Retour sur les commémorations du 11 novembre 2016
Discours de M. le Maire, Yves d'Amécourt
Mesdames, Messieurs, Chers amis,
Nous voici réunis une fois de plus, comme chaque 11 novembre pour honorer la mémoire de ceux qui sont morts pour la France, pendant la première guerre mondiale.
Je remercie toutes celles et tous ceux qui ont participé à l’organisation de ces cérémonies.
- L’ESAT de PUCH qui a offert les chrysanthèmes qui fleurissent nos 4 monuments.
- Les collégiens et leur professeur d’histoire, Nathalie Raffin, qui ont fait des recherches dans les archives pour nous faire mieux connaître les enfants de Sauveterre morts pour la France en 1916. Ces recherches se poursuivront chaque année du centenaire jusqu’en 2018. Je salue Monsieur le Principal adjoint qui sont présents ce soir ;
- Les services de la ville et la commission « commémorations » qui ont pris soin de nos monuments et ont préparé cette journée. Avec un remerciement particulier à Pierre Tomada.
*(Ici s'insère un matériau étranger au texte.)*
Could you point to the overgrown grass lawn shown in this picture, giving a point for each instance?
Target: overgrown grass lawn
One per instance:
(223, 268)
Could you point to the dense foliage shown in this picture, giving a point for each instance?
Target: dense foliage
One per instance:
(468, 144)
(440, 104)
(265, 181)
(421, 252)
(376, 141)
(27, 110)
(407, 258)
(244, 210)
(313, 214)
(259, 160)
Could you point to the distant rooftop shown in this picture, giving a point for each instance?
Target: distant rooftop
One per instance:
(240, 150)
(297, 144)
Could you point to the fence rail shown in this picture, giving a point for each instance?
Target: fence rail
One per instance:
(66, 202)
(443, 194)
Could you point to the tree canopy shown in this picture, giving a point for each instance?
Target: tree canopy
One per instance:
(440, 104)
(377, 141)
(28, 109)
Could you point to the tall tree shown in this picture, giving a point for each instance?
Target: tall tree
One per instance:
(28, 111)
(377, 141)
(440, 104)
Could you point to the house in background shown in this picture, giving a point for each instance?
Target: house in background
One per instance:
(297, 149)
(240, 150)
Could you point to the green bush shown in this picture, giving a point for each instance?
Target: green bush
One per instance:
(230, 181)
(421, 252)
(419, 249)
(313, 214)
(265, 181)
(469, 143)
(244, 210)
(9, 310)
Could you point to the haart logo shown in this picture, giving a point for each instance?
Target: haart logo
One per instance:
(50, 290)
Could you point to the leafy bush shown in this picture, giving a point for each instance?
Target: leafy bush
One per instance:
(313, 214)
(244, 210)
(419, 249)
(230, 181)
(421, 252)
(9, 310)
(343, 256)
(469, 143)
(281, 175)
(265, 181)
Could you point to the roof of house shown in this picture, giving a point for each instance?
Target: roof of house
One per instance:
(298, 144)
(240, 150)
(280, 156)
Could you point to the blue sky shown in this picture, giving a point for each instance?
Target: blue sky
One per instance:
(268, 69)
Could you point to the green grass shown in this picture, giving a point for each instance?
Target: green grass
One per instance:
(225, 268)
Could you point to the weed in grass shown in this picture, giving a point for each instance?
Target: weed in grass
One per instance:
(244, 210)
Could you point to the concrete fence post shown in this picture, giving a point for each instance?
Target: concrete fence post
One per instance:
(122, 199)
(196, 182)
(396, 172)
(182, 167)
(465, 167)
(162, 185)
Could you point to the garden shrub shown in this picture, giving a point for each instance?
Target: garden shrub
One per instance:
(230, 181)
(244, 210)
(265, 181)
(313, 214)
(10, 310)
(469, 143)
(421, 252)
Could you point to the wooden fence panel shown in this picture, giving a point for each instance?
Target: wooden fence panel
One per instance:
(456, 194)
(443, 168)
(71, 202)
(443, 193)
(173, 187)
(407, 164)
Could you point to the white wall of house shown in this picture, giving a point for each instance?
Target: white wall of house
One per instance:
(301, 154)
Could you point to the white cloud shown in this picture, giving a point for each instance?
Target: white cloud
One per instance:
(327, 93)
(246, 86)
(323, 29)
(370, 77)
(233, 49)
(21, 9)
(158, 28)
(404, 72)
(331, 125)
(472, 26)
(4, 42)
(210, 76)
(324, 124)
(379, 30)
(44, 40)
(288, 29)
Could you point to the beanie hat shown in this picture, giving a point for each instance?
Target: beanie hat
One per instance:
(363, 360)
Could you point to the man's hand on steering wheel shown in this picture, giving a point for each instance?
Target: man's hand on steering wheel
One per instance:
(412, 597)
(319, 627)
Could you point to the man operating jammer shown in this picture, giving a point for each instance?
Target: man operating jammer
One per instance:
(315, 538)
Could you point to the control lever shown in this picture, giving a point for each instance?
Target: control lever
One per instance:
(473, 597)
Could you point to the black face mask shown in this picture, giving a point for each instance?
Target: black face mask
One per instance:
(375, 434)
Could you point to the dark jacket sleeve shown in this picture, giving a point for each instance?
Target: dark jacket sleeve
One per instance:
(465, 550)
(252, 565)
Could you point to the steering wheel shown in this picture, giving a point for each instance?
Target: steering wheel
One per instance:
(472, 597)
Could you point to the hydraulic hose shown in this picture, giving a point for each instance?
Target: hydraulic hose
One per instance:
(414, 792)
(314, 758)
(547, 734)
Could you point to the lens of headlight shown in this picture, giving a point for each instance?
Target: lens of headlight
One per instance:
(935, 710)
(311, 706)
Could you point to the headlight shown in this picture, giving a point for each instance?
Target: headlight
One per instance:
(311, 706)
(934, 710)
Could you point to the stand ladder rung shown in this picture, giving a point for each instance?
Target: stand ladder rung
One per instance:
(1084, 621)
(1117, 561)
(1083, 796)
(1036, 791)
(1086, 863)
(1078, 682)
- Les enfants des écoles, leurs professeurs, qui participent à ces commémorations. Merci à Madame Hatron la Directrice de l’Ecole maternelle d’être présente ce soir.
- Vous tous qui êtes là ce soir, jeunes et moins jeunes, représentants des autorités civiles, Présidents d’Associations, habitants, pour signifier que le 11 novembre n’est pas un jour « férié » comme les autres…
- Merci aux pompiers et au capitaine Lassoureille, merci aux JSP,
- Merci aux gendarmes de leur présence, à l’adjudant Moysan ;
Le 11 novembre 1918 c’est la date de la signature à 6 heures du matin de l'armistice du 11 Novembre 1918, en forêt de Compiègne, qui marqua la fin de la 1ère Guerre Mondiale.
Le cessez-le-feu prenait effet à 11 heures. Dans toute la France, les cloches des églises sonnaient à la volée : la guerre était finie. Tous les combattants voulaient croire que cette guerre était la "der des der".
Le 11 novembre, c’est aussi un hommage rendu au « Soldat inconnu ».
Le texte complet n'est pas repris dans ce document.